Wednesday, March 28, 2012

Notes on Curation: Conversations with Kansas blog on the international value and ripple effect of mega-exhibitions


Postcards from the Inge, the blog of the William Inge Center of Independence, Kansas, recently interviewed me about my work as co-creator and curatorial adviser of a national exposition of US design in Prague, as well as Editor-in-Chief of PQ MAG, the official newspaper of the 2011 Prague Quadrennial of Performance Design and Space in the Czech Republic


Conducted by Amanda White Thietje, this three-part interview with me describes the four-year process of curating and creating a USA national exposition in Prague; the value and international impact of mega-art exhibitions; and my work as editor of an art-based publication in the Czech Republic.
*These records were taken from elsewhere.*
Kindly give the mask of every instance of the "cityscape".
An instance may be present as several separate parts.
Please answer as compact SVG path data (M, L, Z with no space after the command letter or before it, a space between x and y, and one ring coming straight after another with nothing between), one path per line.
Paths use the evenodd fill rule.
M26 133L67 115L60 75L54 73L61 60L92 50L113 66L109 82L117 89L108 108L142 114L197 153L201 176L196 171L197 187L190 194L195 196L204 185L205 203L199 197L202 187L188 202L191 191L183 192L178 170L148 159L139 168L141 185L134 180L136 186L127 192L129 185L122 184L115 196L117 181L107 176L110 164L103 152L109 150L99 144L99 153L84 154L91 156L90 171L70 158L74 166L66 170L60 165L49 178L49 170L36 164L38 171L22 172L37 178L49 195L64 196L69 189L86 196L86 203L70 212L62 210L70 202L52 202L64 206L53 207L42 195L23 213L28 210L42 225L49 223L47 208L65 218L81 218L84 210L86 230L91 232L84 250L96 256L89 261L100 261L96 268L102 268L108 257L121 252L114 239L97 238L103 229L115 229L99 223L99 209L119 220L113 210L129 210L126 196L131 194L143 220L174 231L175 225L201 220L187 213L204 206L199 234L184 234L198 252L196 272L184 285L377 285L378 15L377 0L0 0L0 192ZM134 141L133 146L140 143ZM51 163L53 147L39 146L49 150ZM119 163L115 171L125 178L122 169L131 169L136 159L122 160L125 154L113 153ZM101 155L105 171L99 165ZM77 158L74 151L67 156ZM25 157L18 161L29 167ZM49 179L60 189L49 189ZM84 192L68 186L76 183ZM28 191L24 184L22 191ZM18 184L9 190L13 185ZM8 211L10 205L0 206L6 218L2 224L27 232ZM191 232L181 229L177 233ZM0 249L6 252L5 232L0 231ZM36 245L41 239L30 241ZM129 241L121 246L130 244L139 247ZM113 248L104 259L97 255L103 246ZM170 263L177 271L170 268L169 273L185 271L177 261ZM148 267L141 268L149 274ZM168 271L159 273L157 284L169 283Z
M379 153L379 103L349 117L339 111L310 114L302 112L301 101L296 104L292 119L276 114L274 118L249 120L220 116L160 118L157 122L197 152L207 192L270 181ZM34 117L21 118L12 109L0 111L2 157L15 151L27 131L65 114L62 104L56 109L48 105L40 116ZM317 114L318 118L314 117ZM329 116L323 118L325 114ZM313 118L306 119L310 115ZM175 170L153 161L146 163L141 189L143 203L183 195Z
Here are the links to my conversations with the Kansas-based blog on the international value and ripple effect of mega-exhibitions:
  1. Interview – Part 1: "From the Edge"
  2. Interview – Part 2: "Active Searching & The Value of the Prague Quadrennial"
  3. Interview – Part 3: "A Ripple Effect."


This USITT national exhibition has returned from Prague and will be a feature exhibit in Long Beach, Calif. It will be on display March 28 to 31, 2012 at the USITT's 52nd annual Conference & Stage Expo, held at the Long Beach Convention Center (situated in downtown Long Beach, adjacent to the Shoreline Marina and The Pike shopping and entertainment center).





Here is an excerpt from the interview:

AW: What does the PQ mean for Kansas?  That is, how do you feel this international symposium for theatre design can ripple out into the world from when/where it happened?
RG: For me, the real question is: What does Kansas mean for PQ?  If designers in Kansas, Missouri and other parts of the Midwest are not willing to play in an international art environment such as PQ, then they will be seriously left behind the curve.  They might as well be mice trapped in someone else’s art experiment and running in circles.  Exhibitions are a scene and marketplace for reinvention.  The discussions and international projects at PQ raise new questions about the relationship between scenography and performance in dramatic activities, in the art world and in everyday life.  They will impact, over the long haul, the look and feel of the theater productions Kansans see onstage.  They will affect the design curriculums of colleges and universities everywhere.  Because of rapid globalization, they will show up in the blockbuster art shows where Kansans like to party and network.  At PQ, the designer is acknowledged as a creator of the spatial or theatrical event.  The future is increasingly becoming hyper-local and immersive.  The designers of the future will have to provide valuable insights into how, why and where we create new performance environments.  They will determine the shape of theatre architecture to come. What’s the matter with Kansas if it cannot see that the techniques of illusion shape our reality, and not the other way around?
Taking the architectural form of a beat-up performing garage with graffiti of President Barack Obama on the wall (designed by William Bloodgood), "From the Edge" mirrors and re-stages the socio-political issues consuming American performance makers today.  

My volunteer work as part of the curatorial team on this project spanned four years. I also led a series of daily gallery talks (with artistic director Susan Tsu) featuring renowned U.S. directors and designers whose works were exhibited in From the Edge.

The curatorial team that created "From the Edge" recommends that people experience the exhibit more than once while at the Long Beach Conference & Stage Expo, promising the interior collage will be different every time they stop by. Gallery talks at the exhibit will provide an opportunity to learn about the exhbit from those intimately involved in its creation.

Unlike previous USA national exhibits, "From the Edge" wears its impish unconventionality on its sleeve. Designer William Bloodgood’s pavilion is an arrestingly iconic structure — a disheveled old garage space in a grubby section of a city in Nowheresville, USA. With its brick walls, concrete floor, metal trusses, and industrial lighting, the mode is beat-up realist.

With a tongue firmly in cheek, it delivers the hard news: this is how American theater artists irreverently wrestled with art, politics, and imaginative design during the dramatic unraveling of the Aught Decade. The period in consideration coincided with the tumult of a worldwide economic recession and a political transition in the White House — a wrenching reevaluation of core American values that brought about the rise of an African-American as our country’s forty-fourth president.



The 2011 Prague Quadrennial of Performance Design & Space had more than 40,000 visitors during 10 active and inspiring days in June 2011.